In recent weeks, Post Malone has been dropping hints about his upcoming turn toward country. He’s been photographed alongside Morgan Wallen, and also Hardy and Ernest, members of the extended Wallen universe. Though still living under the shadow of the 2021 incident in which he was captured on video using a racial slur, Wallen remains the genre’s reigning superstar, his popularity largely undimmed. While Beyoncé and the Nashville firmament eye each other warily, Post Malone and Wallen’s crew are in a state of mutual embrace, both welcoming and reinforcing each other. (Country music has also been something of a soft-landing refuge for white stars from other genres — think Kid Rock, Aaron Lewis or Bon Jovi — looking to extend their careers. Even Lana Del Rey has indicated she’d be spending some time with the genre on her next album.)

That Beyoncé is making “Cowboy Carter” not to infiltrate country but rather as an artistic and political statement must come as something of a relief to those inside the genre interested in preserving its norms. (It’s worth asking, though, if a Beyoncé-equivalent white pop star were making overtures to country — say, Lady Gaga or Katy Perry at their peak — would the reception be less frosty?)

But increasingly, the genre is being tested from outside. Radio is ceding power to streaming, and there are myriad entry points for country artists looking to elide the usual gatekeepers. This has been a small boon for artists who aren’t white men, who have been finding their audiences more directly, often via social media, and then letting the country music major labels play catch-up.

That’s been the path of Tanner Adell, perhaps the most promising Black country artist currently working, and the one best placed to benefit from any spillover interest generated by Beyoncé owing to her intuitive blend of country, R&B and pop. Adell has more than 650,000 followers on TikTok, 480,000 on Instagram, a knack for viral catchphrases, and a healthy regard for country music signifiers as well as a canny understanding of when to disrupt them.

Perhaps more revealing, though, is the recent viral success of “Austin,” by Dasha — an essentially unknown white singer — a catchy, self-consciously “country” ditty that’s spurred a line-dancing trend on TikTok. A song “Austin” has quite a bit in common with? “Texas Hold ’Em.” Both deploy a banjo and wear their nods to country tradition very self-consciously. Often, contemporary mainstream country music bears little sonic resemblance to the genre’s roots, but these songs pointedly underscore that connection. (The words “Old Town Road” come to mind.)

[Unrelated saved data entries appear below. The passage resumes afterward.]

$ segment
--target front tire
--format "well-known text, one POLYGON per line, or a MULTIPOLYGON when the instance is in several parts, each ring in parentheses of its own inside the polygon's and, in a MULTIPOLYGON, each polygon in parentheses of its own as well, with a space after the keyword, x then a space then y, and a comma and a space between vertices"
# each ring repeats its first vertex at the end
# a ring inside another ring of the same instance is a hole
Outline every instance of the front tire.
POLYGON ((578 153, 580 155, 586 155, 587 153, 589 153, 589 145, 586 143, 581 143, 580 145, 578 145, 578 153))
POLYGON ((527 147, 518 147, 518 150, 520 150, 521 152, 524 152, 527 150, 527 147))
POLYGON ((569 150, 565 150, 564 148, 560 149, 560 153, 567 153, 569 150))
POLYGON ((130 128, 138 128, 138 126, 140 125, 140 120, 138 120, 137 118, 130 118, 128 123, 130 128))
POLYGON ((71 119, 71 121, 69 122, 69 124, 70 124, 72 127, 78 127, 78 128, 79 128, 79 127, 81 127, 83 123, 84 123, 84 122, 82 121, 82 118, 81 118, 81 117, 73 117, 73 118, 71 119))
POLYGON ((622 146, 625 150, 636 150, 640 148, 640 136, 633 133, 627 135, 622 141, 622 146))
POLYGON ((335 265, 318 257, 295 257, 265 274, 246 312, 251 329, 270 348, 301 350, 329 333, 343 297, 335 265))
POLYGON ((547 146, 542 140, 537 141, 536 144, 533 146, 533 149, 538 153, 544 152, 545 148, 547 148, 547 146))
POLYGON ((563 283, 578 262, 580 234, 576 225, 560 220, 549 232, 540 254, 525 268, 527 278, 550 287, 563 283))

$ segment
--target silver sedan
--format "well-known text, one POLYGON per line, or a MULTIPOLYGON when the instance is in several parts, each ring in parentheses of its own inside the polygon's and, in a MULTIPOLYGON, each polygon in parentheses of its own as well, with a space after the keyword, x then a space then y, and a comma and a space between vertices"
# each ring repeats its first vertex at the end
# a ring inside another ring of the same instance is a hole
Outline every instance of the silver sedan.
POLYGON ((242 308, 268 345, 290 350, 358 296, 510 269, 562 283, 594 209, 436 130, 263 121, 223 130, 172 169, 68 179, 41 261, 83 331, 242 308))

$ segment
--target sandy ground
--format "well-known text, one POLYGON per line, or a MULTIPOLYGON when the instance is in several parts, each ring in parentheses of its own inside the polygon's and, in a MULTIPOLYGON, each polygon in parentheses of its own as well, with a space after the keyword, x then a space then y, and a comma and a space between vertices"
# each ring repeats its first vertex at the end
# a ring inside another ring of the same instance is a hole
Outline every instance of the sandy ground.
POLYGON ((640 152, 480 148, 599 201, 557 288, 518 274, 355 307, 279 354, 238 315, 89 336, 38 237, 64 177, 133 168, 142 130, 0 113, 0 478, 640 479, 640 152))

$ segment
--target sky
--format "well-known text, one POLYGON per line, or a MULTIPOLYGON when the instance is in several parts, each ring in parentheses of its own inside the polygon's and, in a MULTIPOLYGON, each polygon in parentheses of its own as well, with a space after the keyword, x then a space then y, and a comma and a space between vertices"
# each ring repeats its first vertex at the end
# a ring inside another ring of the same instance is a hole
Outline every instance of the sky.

The country music business doesn’t often seem terribly preoccupied with the most-familiar signifiers of country music: “Texas Hold ’Em” is currently topping Billboard’s Hot Country Songs chart, which accounts for genre-agnostic streaming activity, but it hasn’t gone very high on the Country Airplay chart, which tracks radio play, the real metric of genre embrace.

A scroll through Dasha’s back catalog suggests that country is a mode, if not a costume — barely any of her music before this year nods to it. And yet “Austin” has become in quick order one of the signature country songs of this year. Its breakout is still relatively new, and it’s likely to grow rapidly in attention. Will Dasha be welcomed as a country artist or shunned like an interloper? The answer, when it arrives, might not surprise you.